Goethe e Dostoievski
Mídia Sem Máscara
| 01 Março 2011
Artigos - Cultura
No projeto Cultura Sem Limites, ciclo de cursos a ser ministrados a partir deste mês, na Livraria Cultura do Conjunto Nacional, em São Paulo, dois dos cursos são altamente complementares entre si, por tratarem da mesma temática. O que eu mesmo vou ministrar no mês de maio, sobre o Fausto, de Goethe, e o curso do Professor Élcio Verçosa, que terá início no final de março, que trata da obra de Dostoievski,Os Irmãos Karamazov.
Ambos os autores tratam do tema do mal, mas de óticas muito distintas, mesmo opostas. Goethe é o poeta que cantou as representações simbólicas do mal em toda a sua amplitude e seu Fausto desenha um desfecho falsamente católico, que é a própria negação da ortodoxia católica.
Goethe é o cronista do nascimento do relativismo moral, dando-lhe uma base teológica que tem raiz no nominalismo. O tema da obra é mesmo cantar o microcosmo, o símbolo por excelência do mal, que perpassa a obra do princípio ao fim. É a estrela da manhã. Não ao acaso o poeta Paul Celan, que viveu os tormentos do século XX e era leitor atento de Goethe, iniciou seu poema Fuga da Morte com versos que não deixam dúvidas: "Leite negro da madrugada nós bebemo-lo ao anoitecer/Nós bebemo-lo ao meio-dia e de manhã nós/bebemo-lo à noite/Bebemos e bebemos"
O leite negro da madrugada é o símbolo máximo de Satã, que pairava nos campos de concentração, onde Celan foi confinado. No Fausto, o símbolo está no quarto gótico do intelectual entediado, no tempo em que ainda a arrogância moderna se escorava na lei da analogia gnóstica ("o que está em baixo é como o que está em cima") para cultuar o mal. Essa lei foi depois abandonada com a declaração da Morte de Deus, por Nietzsche, que inaugurará o século XX, de triste memória.

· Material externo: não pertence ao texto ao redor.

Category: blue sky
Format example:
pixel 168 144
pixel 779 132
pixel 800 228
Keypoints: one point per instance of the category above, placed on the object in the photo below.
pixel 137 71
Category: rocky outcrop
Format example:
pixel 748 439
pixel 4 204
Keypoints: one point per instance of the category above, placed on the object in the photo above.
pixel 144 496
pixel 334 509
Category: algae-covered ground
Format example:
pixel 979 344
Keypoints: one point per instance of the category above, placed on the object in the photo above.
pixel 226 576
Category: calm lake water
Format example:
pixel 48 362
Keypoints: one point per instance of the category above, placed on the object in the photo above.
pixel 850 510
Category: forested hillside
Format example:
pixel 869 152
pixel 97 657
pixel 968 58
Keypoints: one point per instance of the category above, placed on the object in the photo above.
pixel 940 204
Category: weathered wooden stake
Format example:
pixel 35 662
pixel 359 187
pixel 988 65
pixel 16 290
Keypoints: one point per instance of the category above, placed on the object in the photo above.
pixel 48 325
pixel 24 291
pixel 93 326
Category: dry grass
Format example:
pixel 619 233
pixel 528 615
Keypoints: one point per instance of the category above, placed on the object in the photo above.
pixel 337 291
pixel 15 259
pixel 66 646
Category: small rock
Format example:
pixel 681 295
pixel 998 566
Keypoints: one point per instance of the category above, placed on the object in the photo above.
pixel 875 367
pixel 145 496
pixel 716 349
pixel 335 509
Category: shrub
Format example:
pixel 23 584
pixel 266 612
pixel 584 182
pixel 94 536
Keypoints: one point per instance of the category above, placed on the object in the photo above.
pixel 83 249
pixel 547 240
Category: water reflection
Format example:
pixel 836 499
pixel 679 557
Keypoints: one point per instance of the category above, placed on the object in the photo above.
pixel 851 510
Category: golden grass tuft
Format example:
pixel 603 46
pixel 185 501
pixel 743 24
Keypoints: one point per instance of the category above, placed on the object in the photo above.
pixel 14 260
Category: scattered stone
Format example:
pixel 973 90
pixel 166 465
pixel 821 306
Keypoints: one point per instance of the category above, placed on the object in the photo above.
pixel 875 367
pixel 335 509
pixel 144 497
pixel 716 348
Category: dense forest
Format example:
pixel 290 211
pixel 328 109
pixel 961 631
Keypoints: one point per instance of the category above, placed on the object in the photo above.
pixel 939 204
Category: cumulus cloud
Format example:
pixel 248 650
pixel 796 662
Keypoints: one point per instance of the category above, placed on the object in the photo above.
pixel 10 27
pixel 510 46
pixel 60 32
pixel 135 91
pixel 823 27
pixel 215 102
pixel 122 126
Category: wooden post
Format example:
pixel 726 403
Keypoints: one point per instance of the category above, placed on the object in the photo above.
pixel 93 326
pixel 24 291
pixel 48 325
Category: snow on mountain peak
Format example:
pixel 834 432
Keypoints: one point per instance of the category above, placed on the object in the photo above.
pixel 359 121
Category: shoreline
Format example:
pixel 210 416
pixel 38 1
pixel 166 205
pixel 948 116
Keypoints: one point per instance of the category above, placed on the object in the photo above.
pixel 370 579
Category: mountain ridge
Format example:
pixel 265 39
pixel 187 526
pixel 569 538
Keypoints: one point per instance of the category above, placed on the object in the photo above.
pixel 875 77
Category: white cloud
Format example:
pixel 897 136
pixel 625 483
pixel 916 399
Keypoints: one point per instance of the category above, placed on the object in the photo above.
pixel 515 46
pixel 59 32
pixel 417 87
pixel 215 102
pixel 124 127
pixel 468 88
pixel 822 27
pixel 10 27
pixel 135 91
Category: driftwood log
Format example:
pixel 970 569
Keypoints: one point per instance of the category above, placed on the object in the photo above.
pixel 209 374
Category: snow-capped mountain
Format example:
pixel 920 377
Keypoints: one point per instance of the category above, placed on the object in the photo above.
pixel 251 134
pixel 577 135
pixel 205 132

Goethe leva tão longe seu canto ao símbolo satânico que fez Helena, personagem do Segundo Fausto, entrar em conúbio com o "Favorecido" e ter com ele um filho, Euforion, o filho da modernidade. Quem é Helena? É um símbolo que retrata Vênus, a máxima beleza. Helena é a mesma Vênus que é a estrela da manhã e a estrela vespertina, em outro lugar tão lindamente cantada por Samuel Beckett (Mal Visto, Mal Dito).
Dostoievski, especialmente no livro Os Irmãos Karamazov, discutiu também o mal, mas de uma perspectiva cristã. Aliás, dentro do cristianismo há duas correntes que entendem o mal de modo diverso: uma, na linha agostiniana, que teve em João Paulo II um seguidor, o vê como mera ausência do bem, numa visão que chamo intelectualista; outra, conforme os ensinamentos de Paulo VI, e dentro da tradição da letra dos Evangelhos, o vê como personificação ativa que age na história. A minha própria intuição é que o mal não apenas é personificado e age na história, como também aprende no processo histórico e, com isso, potencia sua própria maldade a cada momento. O tenebroso século XX é o reflexo desse aprendizado de milênios.
Se Goethe pressentiu a avassaladora presença do mal em seu tempo, dominando as Letras e a política, tendo aderido incondicionalmente ao signo dos tempos e inimizando-se com a Igreja Católica, o autor russo fez o caminho oposto: denunciou o mal, ergueu a tradição cristã como antídoto, mostrou que a bondade não pode ser derrotada pela maldade. Dostoievski foi um grande psicólogo. Ler ambos os autores em seqüência é uma dádiva pedagógica e uma oportunidade rara. Dostoievski é assim inimigo das novas religiões políticas nascidas com a modernidade e que têm servido para que o mal alcance sua plenitude de morte e destruição.
Quero sentar na primeira cadeira do curso do Professor Élcio Verçosa. Sei da sua competência. Será muito proveitoso.